You have to recognize that someone out there always has it worse. I still have my husband and kids. The saddest result of the fire was that I lost my animals; my kids and I struggled with their loss.”

We had this horrible thing happen, but it showed me how much good there is in the world.

The whole community—even strangers—held fundraisers and handed me checks. I was used to being the person that helped other people; being the recipient of help from others was humbling.”

Mayor Will Flanagan and other city officials held a press conference and made sure everyone affected by the fire received help. Mayor Flanagan came to talk with us about storage—because people were contributing so much we didn’t have a place to put it. I also received a Scholarship from the Fall River Chapter of Dollars for Scholars for maintaining high grades in the face of personal hardship.  And, as a result of our situation, the Firefighters Wives Association was founded. They are prepared to provide clothing and hygiene packages to people in need.

The fire also inspired my personal mission. I had always wanted to help people, but now I desired even more to give to others.

All the support I received, and my own motivation, made learning in the classroom come easily to me—but I was still nervous about going out to internship. I had never worked in a medical office; I temporarily ‘lost’ my confidence.  On my first day of internship at Highland Pediatrics, I felt a little ill—but then the day flew by. I recognized that everything they expected me to do I had learned at school, so I knew it would be fine.

When the internship site didn’t have an opportunity for hire, it was a little disappointing. I live in an area where a lot of practices have become part of hospital health care systems, which requires that I apply on-line and wait to be contacted for an interview. However, I had learned at school to drop off resumes at local practices. When you are still in the classroom, you sometimes don’t make time to drop off resumes. When you recognize that you don’t have a job as you complete your internship, it suddenly feels important. The more you do it, the easier it gets.

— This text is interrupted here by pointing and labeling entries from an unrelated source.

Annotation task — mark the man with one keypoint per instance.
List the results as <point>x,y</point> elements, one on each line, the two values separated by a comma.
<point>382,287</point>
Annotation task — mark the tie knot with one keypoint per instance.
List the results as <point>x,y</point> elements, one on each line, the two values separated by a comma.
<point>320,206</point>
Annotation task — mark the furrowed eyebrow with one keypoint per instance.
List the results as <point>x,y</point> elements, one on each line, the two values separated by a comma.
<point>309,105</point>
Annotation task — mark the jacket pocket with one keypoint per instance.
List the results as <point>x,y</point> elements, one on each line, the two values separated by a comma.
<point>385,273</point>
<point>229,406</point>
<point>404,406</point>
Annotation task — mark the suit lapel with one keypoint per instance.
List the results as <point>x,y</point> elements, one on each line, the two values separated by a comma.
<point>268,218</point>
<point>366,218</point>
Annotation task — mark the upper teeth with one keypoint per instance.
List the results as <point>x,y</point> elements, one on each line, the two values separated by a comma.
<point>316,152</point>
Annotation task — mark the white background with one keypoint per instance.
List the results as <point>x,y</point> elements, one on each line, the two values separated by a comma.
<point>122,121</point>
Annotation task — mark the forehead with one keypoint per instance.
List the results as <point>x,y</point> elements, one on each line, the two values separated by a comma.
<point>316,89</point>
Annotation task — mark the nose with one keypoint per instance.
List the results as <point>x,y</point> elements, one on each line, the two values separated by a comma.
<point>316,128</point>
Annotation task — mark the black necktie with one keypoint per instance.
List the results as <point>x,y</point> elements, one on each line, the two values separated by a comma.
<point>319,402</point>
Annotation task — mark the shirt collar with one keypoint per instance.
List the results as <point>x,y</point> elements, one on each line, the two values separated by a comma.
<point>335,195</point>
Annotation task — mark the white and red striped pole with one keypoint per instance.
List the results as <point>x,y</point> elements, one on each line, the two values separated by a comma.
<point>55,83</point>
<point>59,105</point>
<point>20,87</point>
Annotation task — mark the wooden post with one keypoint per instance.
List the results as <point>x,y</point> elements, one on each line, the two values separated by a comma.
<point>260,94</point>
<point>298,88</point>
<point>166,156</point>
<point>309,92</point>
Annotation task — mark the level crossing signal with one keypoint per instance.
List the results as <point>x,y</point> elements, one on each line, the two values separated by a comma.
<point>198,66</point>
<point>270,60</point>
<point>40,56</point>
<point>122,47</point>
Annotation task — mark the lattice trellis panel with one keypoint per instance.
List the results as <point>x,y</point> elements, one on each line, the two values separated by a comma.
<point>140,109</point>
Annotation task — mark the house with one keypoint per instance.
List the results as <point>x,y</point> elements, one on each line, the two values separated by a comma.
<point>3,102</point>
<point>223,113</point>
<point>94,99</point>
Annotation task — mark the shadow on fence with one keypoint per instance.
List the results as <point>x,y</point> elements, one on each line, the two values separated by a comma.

A classmate had just completed internship and began working at RI Medical Associates, where they regularly hire MTTI graduates.

She thought there might be another opening. I drove to Bristol and recognized that it really wasn’t difficult to commute from Fall River. I called the Career Services Representative, Susanne who knows the practice manager. She sent my resume with some positive information about me, and they contacted me for an interview. Susanne was a big help at every step—she was the first person I called when I got the job offer.

I was nervous on the first day of my new job (but not as much as at internship). Now I am a Medical Assistant for a dermatologist.

I really like learning new procedures, like Blue Light Therapy for acne and sun damage. The doctor places a lot of confidence in her Medical Assistants—she lets MAs do suture removal and assist with biopsies. The doctor explains everything she does. She has high expectations and wants you to be on your game, because as an MA you are doing an important job.”

The other day, while I was driving to work, I was smiling. Drivers looking at me must have thought I was strange, smiling to myself—but that’s ok, because I love what I do. I am truly happy.